Main Stage: SATURDAY 10

Summing up Rosie’s sound isn’t easy. The Guardian called her “a more machinistic Laura Mvula or an xx-rated Sade”. She’s been compared to everyone from Solange, Jesse Ware and The Weeknd to Drake, James Blake and Air. You might describe her music as electronic R&B, yet it’s built mostly from vocals. You could call it soul, but it’s also jazz, hip hop and glitchy, pitch-shifting pop.

Control, Rosie’s debut album, is a synth-soul masterpiece. It’s instrumentally sparse yet atmospherically dense, at once warm and spine-chilling, both subtle and bold. It is music of such spectral beauty it haunts you long after it’s gone.

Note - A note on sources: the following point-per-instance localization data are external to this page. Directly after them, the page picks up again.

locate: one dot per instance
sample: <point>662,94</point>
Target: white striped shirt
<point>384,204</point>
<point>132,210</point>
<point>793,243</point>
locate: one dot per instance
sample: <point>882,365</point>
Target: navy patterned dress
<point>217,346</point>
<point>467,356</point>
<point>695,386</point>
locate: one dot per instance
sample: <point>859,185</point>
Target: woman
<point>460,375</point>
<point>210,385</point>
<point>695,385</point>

While Control depicts specific events that occurred as the album was being written, Rosie’s sound stems from a lifetime spent making music. She can’t recall ever not singing, while her much of her childhood was spent learning instruments. The youngest of six kids, she was brought up in a remote part of south Devon – her nearest neighbours were a 45 minute walk away – by an artist mother and a multi-instrumentalist father who played saxophone in local bands.

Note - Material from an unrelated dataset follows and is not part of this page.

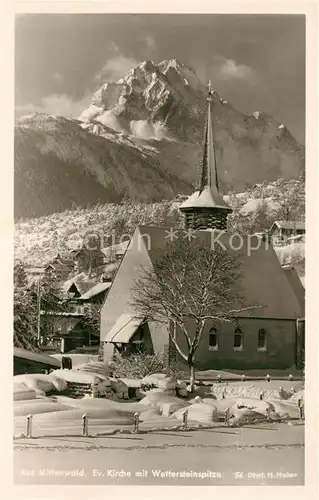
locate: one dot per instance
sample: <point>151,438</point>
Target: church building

The kids all played music together. Thanks to her dad, Rosie was as obsessed with Ella Fitzgerald, Billie Holiday and Sarah Vaughan as she was with the Spice Girls. And when her dad taught music lessons, he left Rosie in the car, singing along to the Ella and Billie backing tracks he’d bought her.

As a kid, Rosie played six instruments, including piano, violin and sax, at which she excelled and still plays today. But it was singing that came most naturally to her. By the age of 12, Rosie had been in a big band, an orchestra and various girl groups who performed songs she had written. By the time she was 14, she had already spent three years fronting a jazz band that performed around Devon every weekend.

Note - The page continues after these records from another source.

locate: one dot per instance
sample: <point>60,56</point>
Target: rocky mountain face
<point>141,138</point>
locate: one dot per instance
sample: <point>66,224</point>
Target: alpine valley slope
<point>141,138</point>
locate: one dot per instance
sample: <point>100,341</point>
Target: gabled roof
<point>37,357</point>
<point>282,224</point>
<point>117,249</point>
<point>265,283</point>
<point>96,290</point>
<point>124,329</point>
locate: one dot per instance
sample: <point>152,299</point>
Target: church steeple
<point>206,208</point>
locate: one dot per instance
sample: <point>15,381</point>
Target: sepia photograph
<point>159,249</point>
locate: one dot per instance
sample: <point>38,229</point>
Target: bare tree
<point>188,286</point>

In her teens, Rosie became obsessed with strong female singer/songwriters – Carole King, Erykah Badu, Joni Mitchell among them. She learnt their songs then broke them apart. She analysed their lyrics. She fell in love with the art of songwriting.  Aged 19, she got in to the prestigious Goldsmiths at University of London to study popular music.  It was there that she found her sound, but not until her final year.  For one course, Rosie ditched her instruments, got a computer and Logic software and started learning to produce and to record herself singing.

After university, Rosie nannied by day and wrote all night, posting the results on Soundcloud for her friends to hear. She signed to Domino Publishing, releasing her adored, four-track debut EP, Right Thing, co-produced with friends Kwes (Damon Albarn, Solange, Bobby Womack) and The Invisible’s Dave Okumu (Jessie Ware, Paloma Faith, Kwabs, The Invisible), who would go on to work on Control.